Of course, he was a product of his day. Good or bad, it's what he did. Curious to know more about that Black Yankees connection?
Bojangles could dance - and play baseball
COMMENTARY
November 25, 2008|By Shannon J. Owens, Sentinel Staff Writer
In memory of Luther Robinson
May 25, 1878 -- Nov. 25, 1949
There is an old expression that says, "There is a difference between people laughing with or at you."
Luther Robinson got both.
Robinson was a famous tap dancer who went by the nickname "Bojangles."
Historians said he picked that name to depict his jovial attitude, but his happy-go-lucky demeanor characterized him as an "Uncle Tom" to African Americans and a beloved entertainer outside of his race.
The world remembers Bojangles as
one of the best tap dancers to ever live.
But when he was a boy, all he really wanted to be was a professional baseball player.
Opportunities to play were limited for a black child born in 1878, raised by a grandmother who was a slave.
So he shined shoes and tap-danced for pennies.
He was just 12 years old when he started dancing alongside white men wearing black paint smeared across their faces in minstrel shows.
Bojangles' success was measured in laughs.
A short time later, he made audiences across America laugh with his fast feet and slow mind in his movies with a precocious 5-year-old named Shirley Temple.
But he was no fool.
While he created a national profile performing with the '30's version of Hannah Montana, he pursued his other great passion -- baseball.
Bojangles co-founded a Harlem-based team called the New York Black Yankees in 1936.
It was home to players like Negro League East all-stars Clarence Reginald "Fats" Jenkins, Theodore Roosevelt "Double Duty" Radcliffe and George "Mule" Suttles.
The team's biggest success was landing Hall of Fame pitcher Satchel Paige for a brief stint in 1943.
It finished at the bottom of the Negro National League by the time it disbanded in 1948.
Little information exists about his involvement with the Negro Leagues.
He was a minor figure in a sport marginalized by mainstream media.
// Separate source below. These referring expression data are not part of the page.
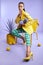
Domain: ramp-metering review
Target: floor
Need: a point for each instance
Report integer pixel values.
(17, 53)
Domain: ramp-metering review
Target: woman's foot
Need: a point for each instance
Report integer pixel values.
(23, 40)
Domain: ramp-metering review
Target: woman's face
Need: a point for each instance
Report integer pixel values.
(20, 7)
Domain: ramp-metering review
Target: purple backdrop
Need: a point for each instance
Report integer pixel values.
(9, 10)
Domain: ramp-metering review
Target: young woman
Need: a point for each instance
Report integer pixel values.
(23, 19)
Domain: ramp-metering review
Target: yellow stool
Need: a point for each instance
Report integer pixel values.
(11, 39)
(35, 25)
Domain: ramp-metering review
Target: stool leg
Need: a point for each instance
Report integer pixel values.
(31, 38)
(37, 35)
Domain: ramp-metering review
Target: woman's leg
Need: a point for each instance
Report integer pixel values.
(28, 44)
(16, 33)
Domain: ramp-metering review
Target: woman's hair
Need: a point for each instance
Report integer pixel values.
(21, 3)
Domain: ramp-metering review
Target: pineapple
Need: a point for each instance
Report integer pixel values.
(10, 38)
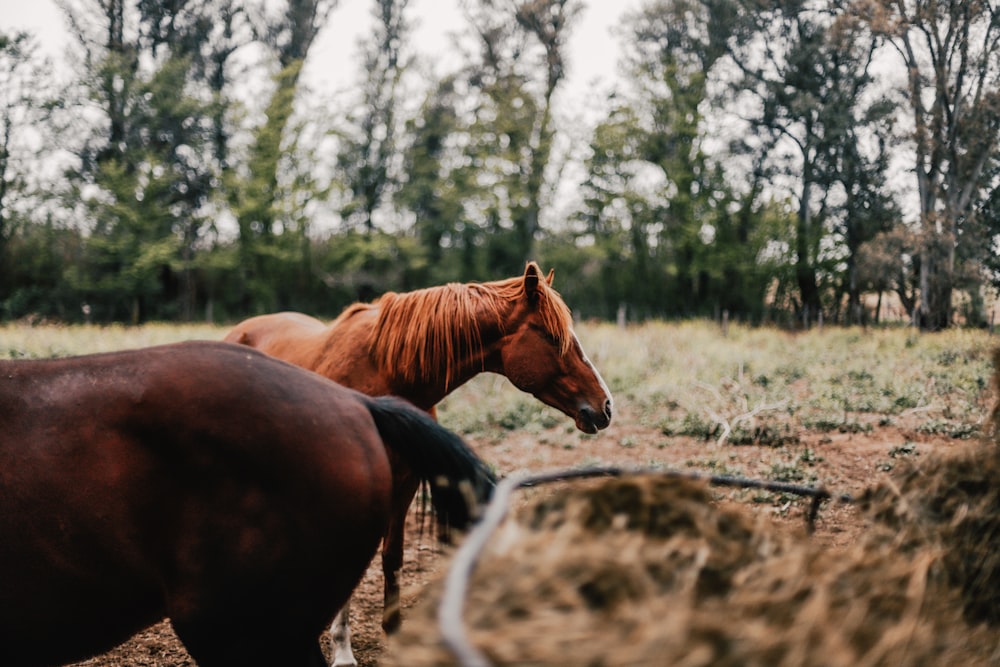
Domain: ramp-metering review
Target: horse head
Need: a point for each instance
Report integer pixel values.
(542, 356)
The only printed stories about Bojangles and baseball involve him tap-dancing in the dugouts of Yankee Stadium.
Baseball gave many African Americans a respectable identity.
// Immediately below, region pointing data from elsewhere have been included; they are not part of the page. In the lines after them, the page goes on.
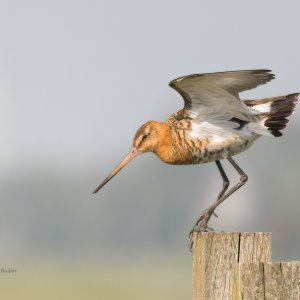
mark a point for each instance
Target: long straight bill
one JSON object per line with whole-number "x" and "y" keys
{"x": 130, "y": 156}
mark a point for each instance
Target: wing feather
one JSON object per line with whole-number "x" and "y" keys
{"x": 212, "y": 99}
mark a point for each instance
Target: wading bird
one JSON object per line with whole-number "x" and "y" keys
{"x": 214, "y": 124}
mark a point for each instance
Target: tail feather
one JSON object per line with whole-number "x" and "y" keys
{"x": 273, "y": 113}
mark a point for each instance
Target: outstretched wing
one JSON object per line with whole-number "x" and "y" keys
{"x": 212, "y": 99}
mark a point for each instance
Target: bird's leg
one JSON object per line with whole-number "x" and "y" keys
{"x": 201, "y": 224}
{"x": 206, "y": 212}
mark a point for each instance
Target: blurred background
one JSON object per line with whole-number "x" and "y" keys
{"x": 77, "y": 78}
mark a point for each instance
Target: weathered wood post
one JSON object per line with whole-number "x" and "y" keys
{"x": 238, "y": 266}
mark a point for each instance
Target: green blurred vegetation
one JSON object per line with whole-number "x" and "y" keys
{"x": 158, "y": 278}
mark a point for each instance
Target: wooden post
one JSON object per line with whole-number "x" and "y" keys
{"x": 215, "y": 256}
{"x": 236, "y": 266}
{"x": 269, "y": 280}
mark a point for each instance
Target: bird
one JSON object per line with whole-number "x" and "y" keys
{"x": 215, "y": 124}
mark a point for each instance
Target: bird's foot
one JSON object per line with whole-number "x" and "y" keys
{"x": 201, "y": 226}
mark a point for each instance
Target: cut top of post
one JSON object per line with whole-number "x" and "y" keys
{"x": 215, "y": 255}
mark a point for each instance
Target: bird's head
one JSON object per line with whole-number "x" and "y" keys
{"x": 147, "y": 139}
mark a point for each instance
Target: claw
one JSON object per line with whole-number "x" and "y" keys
{"x": 215, "y": 214}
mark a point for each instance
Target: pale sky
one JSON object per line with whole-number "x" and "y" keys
{"x": 77, "y": 78}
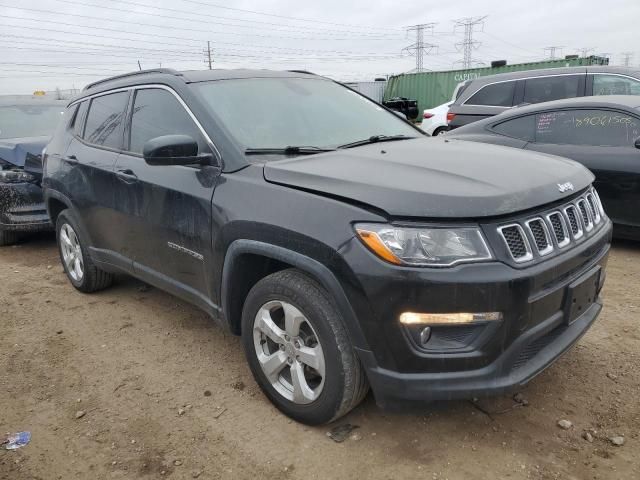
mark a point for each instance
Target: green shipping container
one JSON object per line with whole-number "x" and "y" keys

But Bojangles often struggled to gain the admiration of his peers.
Some called him an "Uncle Tom" because he always portrayed servants in his movies and was not outspoken about racial injustices.
Through the years, African Americans coined the phrase "bojanglin' " as the verb to mean an Uncle Tom.
There is a statue of Bojangles in his birthplace Richmond, Va.
His name and legacy, however, is most relevant to this generation as a four-piece chicken and biscuit meal at a popular fast-food chain.
He did not openly speak out against racial injustices -- a product of his times -- but is reported to have given away an estimated $1 million of his career earnings to various charities benefiting children of all races.
He also gave an annual money reward to the graduating class Public School 119 in Harlem.
The money he didn't give away to charities was lost to gambling.
After he died, a group of newspaper columnists and the New York elite made plans to organize a benefit performance to help Robinson's family pay for the funeral, according to an old New York Times article.
Bojangles danced until he was 70 years old and could no longer see the steps in his famous stair routine due to a cataract.
His obituary ran on the front page of The New York Times on Nov. 26, 1949, but that was a rare occurrence during a period when the only color in a newspaper was the black ink.
Bojangles didn't mind being laughed at. But maybe Luther Robinson cared.